Relative mRNA MMP-9 expression was significantly increased in the 21% oxygen group vs. all the others: 21% (n = 10) 23.1 (19.3), 40% (n = 12) 7.8 (15.1), 100% (n = 10) 4.3 (4.2), hyperoxia (n = 11)1.8 (1.6), control (n = 6) 3.9 (4) with p = 0.029, 0.007, 0.001 and 0.017, respectively.
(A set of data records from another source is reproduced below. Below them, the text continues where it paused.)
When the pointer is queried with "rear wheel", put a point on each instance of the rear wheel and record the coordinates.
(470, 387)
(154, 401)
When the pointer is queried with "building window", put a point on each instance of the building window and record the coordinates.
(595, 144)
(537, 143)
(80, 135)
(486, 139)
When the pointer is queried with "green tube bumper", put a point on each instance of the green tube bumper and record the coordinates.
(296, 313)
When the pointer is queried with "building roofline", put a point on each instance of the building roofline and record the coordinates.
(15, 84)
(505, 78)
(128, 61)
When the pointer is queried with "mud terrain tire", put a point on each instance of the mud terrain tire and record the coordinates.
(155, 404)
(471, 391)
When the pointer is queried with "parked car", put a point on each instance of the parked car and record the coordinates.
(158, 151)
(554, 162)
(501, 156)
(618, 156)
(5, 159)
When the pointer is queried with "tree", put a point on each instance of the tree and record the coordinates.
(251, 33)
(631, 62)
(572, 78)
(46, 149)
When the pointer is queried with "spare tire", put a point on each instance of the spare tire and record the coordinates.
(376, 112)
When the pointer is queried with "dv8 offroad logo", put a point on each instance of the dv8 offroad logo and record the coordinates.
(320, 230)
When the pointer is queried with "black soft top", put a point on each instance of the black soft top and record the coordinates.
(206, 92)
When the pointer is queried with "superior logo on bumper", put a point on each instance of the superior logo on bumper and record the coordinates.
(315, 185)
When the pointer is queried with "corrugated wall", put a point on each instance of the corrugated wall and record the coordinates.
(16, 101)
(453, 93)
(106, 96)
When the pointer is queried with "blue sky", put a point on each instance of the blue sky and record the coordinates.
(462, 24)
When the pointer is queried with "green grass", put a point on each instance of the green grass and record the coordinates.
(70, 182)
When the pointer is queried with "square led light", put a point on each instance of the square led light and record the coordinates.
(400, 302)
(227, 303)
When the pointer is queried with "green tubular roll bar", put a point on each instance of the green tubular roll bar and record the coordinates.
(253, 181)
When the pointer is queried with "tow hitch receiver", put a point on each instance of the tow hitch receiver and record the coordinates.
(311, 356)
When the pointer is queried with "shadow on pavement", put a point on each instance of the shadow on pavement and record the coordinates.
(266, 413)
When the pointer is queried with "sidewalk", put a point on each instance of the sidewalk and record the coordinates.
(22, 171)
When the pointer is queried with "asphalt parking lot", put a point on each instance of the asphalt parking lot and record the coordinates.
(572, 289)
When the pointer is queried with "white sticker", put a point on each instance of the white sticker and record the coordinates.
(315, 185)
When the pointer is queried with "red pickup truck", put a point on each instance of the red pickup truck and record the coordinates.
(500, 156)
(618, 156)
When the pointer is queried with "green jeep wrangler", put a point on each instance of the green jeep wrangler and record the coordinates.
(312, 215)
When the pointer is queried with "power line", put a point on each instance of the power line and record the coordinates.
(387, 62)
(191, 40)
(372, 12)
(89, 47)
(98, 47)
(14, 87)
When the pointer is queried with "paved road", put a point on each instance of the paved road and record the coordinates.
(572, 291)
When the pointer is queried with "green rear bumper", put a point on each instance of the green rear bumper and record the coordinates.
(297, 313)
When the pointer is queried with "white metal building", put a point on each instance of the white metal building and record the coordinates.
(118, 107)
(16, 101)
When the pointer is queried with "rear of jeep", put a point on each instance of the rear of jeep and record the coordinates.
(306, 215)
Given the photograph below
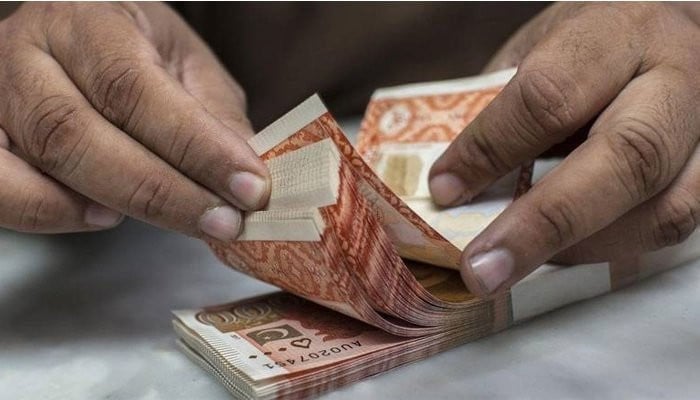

Figure 5. BDNF and caspase-3.

A: For BDNF, the relative mRNA expression for each group was: 21% (n = 10) 914.6 (909), 40% (n = 10) 585.1 (642.8), 100% (n = 10) 466.5 (412.3) p = 0.15 for 21% vs. 100% due to great inter-animal variability.The hyperoxia group (n = 10) was equal to the control group (n = 6); 391.7 (374) vs. 406.2 (320). B: Immunohistochemistry (ELISA). BDNF (pg/mg protein) was 21% (n = 10) 187.5 (149.1), 40% (n = 12) 105.2 (93.3), 100% (n = 10) 66.4 (45.2). * p = 0.028 for 21% vs. 100%. The hyperoxia group (n = 11) was equal to the control group (n = 6); 85.3 (36.0) vs. 94.4 (53.5). C: For caspase-3, the relative mRNA expression for each group was: 21% (n = 10) (26.0 (8.4), 40% (n = 12) 34.0 (14.5), 100% (n = 9) 33.7 (6.5). *p = 0.037 for 21% vs. 100%. The hyperoxia group (n = 11) was equal to the control group (n = 6); 27.4 (8.7) vs. 31.2 (11.7). D: Immunohistochemistry (ELISA). Caspase-3 (pg/mg protein) was 21% (n = 10)136.1 (80.6), 40% (n = 12)195.1 (94.6), 100% (n = 10)188.9 (64.8). * p = 0.037 for 21% vs. 40% and *p = 0.039 for 21% vs. 100%. The hyperoxia group (n = 11) was equal to the control group (n = 6); 258.7 (97.5) vs. 279.6 (58.0). Caspase-3 expression levels correlated negatively with BDNF expression levels (r = −0.49, p = 0.024). Values are expressed as mean (±SD), *p<0.05.